Yes, parking lots see smash-and-grabs in July and August. No, you’re not walking a gauntlet after dark on Main Street. Locals tend to leave bikes unlocked at Shining Sea Bikeway trailheads, maybe too trusting, but it hints at comfort levels.
Factor in moderate crime counts, robust policing, and a community that rallies fast after incidents, and you can call Falmouth a safe place by most metrics.
Conclusion and Recommendations
Summary of Crime Statistics
Summing up, Falmouth crime breakdown shows:
These rates sit under Massachusetts state averages and far below Texas state figures.
Future Outlook for Crime in Falmouth
Demographic forecasts predict minor population growth and a steady visitor influx.
Town planners want more LED streetlights and foot patrols, strategies linked to falling theft numbers in comparable Cape towns.
If funding holds, observers expect the crime rate in Falmouth to keep drifting downward or flat, reinforcing the town’s reputation as one of the safest midsize spots on Cape Cod.
Falmouth Safety FAQs
Numbers fluctuate year to year, yet recent police logs show East Falmouth running a slightly higher property-crime tally because homes sit closer together and rental turnover is brisk.
Violent-crime counts stay in line with the town average, so most East Falmouth reviews describe annoyances like package theft rather than threats of assault.
Statewide violent crime hovers near 3.14 per 1,000, so Falmouth residents generally consider their 2.87 rate a win. Property crime charts even better, running at about one-third of the Massachusetts median.

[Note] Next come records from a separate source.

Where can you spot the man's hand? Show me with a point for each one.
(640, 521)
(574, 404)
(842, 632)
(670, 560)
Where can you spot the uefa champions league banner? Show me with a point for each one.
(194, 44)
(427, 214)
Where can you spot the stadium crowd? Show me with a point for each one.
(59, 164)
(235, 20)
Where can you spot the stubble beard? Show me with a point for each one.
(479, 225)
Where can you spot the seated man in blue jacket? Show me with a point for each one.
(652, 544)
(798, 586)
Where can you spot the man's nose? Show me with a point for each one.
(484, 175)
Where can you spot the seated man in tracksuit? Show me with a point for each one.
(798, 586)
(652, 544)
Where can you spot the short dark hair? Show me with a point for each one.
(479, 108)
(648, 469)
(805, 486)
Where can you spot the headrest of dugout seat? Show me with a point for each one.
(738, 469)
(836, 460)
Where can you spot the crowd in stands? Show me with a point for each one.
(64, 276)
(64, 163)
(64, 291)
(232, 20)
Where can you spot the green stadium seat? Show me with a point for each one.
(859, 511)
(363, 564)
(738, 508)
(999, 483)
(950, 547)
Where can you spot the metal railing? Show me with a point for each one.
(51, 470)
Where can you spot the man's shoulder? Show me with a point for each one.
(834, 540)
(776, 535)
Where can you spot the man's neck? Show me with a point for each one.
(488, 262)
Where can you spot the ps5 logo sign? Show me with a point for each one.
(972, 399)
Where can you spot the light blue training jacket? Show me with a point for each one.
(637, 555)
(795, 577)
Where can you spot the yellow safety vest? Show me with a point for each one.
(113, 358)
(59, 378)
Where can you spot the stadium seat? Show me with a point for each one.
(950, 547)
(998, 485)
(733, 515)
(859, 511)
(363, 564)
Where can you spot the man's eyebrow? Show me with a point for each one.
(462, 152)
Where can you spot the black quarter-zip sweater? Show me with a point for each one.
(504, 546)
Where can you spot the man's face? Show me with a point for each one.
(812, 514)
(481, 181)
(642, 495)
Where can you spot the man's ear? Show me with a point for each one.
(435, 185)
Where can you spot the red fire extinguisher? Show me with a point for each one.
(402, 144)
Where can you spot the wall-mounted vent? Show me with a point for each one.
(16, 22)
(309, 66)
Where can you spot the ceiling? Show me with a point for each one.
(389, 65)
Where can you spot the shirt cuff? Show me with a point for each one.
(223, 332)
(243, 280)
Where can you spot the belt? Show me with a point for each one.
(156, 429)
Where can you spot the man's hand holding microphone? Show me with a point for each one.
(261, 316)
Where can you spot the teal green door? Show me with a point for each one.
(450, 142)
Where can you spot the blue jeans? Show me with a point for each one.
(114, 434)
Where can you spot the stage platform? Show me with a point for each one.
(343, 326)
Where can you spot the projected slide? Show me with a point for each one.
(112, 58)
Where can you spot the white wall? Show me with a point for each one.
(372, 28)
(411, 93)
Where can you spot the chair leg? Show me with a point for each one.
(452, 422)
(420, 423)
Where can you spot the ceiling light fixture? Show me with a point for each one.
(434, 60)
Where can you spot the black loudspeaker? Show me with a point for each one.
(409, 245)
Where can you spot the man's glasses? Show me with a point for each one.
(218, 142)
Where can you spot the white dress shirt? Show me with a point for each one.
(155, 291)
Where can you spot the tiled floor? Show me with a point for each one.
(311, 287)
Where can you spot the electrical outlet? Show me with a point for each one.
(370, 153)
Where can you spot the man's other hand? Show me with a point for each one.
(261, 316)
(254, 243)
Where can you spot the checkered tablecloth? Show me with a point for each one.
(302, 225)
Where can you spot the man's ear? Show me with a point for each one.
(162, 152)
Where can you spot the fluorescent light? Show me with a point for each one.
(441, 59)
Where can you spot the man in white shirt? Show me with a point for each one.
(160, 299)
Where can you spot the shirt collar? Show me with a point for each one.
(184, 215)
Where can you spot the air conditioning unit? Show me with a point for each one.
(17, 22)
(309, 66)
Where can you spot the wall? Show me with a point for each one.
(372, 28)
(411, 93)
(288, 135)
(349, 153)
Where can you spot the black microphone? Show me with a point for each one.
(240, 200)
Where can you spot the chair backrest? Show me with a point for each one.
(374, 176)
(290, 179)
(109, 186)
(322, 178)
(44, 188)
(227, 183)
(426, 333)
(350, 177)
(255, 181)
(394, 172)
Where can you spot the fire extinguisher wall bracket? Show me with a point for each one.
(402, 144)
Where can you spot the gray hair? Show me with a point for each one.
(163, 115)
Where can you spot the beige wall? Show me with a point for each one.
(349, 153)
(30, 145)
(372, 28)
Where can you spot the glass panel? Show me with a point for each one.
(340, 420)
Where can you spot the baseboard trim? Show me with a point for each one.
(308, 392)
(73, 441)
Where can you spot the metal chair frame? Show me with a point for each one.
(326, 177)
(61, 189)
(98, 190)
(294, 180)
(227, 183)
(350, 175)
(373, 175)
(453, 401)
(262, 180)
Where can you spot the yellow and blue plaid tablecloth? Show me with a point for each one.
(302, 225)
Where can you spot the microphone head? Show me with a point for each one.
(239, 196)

In short, Falmouth ranks well against other Cape towns and statewide figures.
When summer visitors pour in, you’ll see a handful more porch pirates and late-night racket, so the police pull in extra officers and keep cruisers looping through the beach lots and ferry parking. The call count climbs, yet the serious-crime numbers barely budge, meaning the season strains patience more than it threatens safety.